O esporte como ferramenta de inclusão social no Brasil
Enviada em 05/04/2025
Na obra “Cidadão de Papel”, Dimenstein discute direitos negligenciados no Brasil. Nesse contexto, o acesso ao esporte, garantido constitucionalmente, permanece restrito para populações vulneráveis. Contudo, quando democratizado, o esporte torna-se instrumento de transformação: resgatando cidadania em territórios excluídos e catalisando mudanças no enfrentamento de preconceitos sociais.
Primeiramente, práticas esportivas estruturadas transformam realidades periféricas. Segundo o IBGE, jovens em projetos esportivos apresentam menos evasão escolar e envolvimento com ilicitudes.

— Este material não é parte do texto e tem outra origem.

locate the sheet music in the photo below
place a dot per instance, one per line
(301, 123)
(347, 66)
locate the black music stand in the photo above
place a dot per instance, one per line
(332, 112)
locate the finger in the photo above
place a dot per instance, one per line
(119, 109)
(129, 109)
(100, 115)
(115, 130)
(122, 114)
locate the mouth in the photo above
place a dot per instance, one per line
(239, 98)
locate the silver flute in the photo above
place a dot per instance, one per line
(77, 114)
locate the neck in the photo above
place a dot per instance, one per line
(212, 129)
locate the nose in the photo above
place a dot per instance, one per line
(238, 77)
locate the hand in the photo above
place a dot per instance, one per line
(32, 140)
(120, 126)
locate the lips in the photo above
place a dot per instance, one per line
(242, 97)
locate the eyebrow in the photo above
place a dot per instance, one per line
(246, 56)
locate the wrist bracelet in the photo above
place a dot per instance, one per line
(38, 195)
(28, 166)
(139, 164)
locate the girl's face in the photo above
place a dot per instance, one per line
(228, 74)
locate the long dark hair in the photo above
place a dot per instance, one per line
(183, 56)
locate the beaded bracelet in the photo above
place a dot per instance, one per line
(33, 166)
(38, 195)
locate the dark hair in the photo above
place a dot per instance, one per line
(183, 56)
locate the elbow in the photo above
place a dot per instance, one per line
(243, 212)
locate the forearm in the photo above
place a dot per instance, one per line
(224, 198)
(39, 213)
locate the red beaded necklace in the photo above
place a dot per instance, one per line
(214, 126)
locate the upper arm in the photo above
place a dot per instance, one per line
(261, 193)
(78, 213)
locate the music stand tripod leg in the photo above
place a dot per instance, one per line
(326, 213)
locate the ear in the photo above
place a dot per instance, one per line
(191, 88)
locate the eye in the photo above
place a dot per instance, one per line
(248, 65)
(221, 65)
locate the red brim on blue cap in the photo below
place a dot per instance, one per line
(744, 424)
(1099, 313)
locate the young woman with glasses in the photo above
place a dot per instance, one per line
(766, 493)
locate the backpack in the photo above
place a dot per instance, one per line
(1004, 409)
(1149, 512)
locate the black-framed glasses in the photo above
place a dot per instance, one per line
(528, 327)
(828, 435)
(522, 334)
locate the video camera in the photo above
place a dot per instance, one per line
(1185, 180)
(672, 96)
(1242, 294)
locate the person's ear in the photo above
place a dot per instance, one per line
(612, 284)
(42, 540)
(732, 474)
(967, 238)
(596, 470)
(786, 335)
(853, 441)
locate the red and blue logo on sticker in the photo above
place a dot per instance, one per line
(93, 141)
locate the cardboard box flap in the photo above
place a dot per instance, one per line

Isso ocorre porque o esporte desenvolve disciplina, trabalho coletivo e resiliência – habilidades essenciais para superar adversidades. Projetos como “Basquete de Rua” em Heliópolis demonstram como iniciativas esportivas constroem alternativas em ambientes marcados pela violência, ressignificando territórios e oportunizando novos horizontes.
Paralelamente, o esporte atua na desconstrução de preconceitos. O paradesporto brasileiro modifica percepções sobre pessoas com deficiência, enquanto o crescimento do futebol feminino desafia estereótipos de gênero. Essas manifestações funcionam como laboratório para valores inclusivos, estabelecendo paradigmas baseados no reconhecimento das diferenças e promovendo diversidade em uma sociedade historicamente segregadora.
Urge, portanto, fortalecer políticas inclusivas pelo esporte. O Ministério do Esporte deve implementar programa de democratização esportiva em áreas vulneráveis, investindo em equipamentos públicos. Complementarmente, secretarias de Educação devem integrar educação física a projetos continuados, com parcerias para formação especializada. Como detalhamento, propõe-se Sistema de Avaliação de Impacto Social, garantindo monitoramento eficaz das iniciativas. Assim, o Brasil poderá concretizar o potencial do esporte como veículo de inclusão e cidadania plena.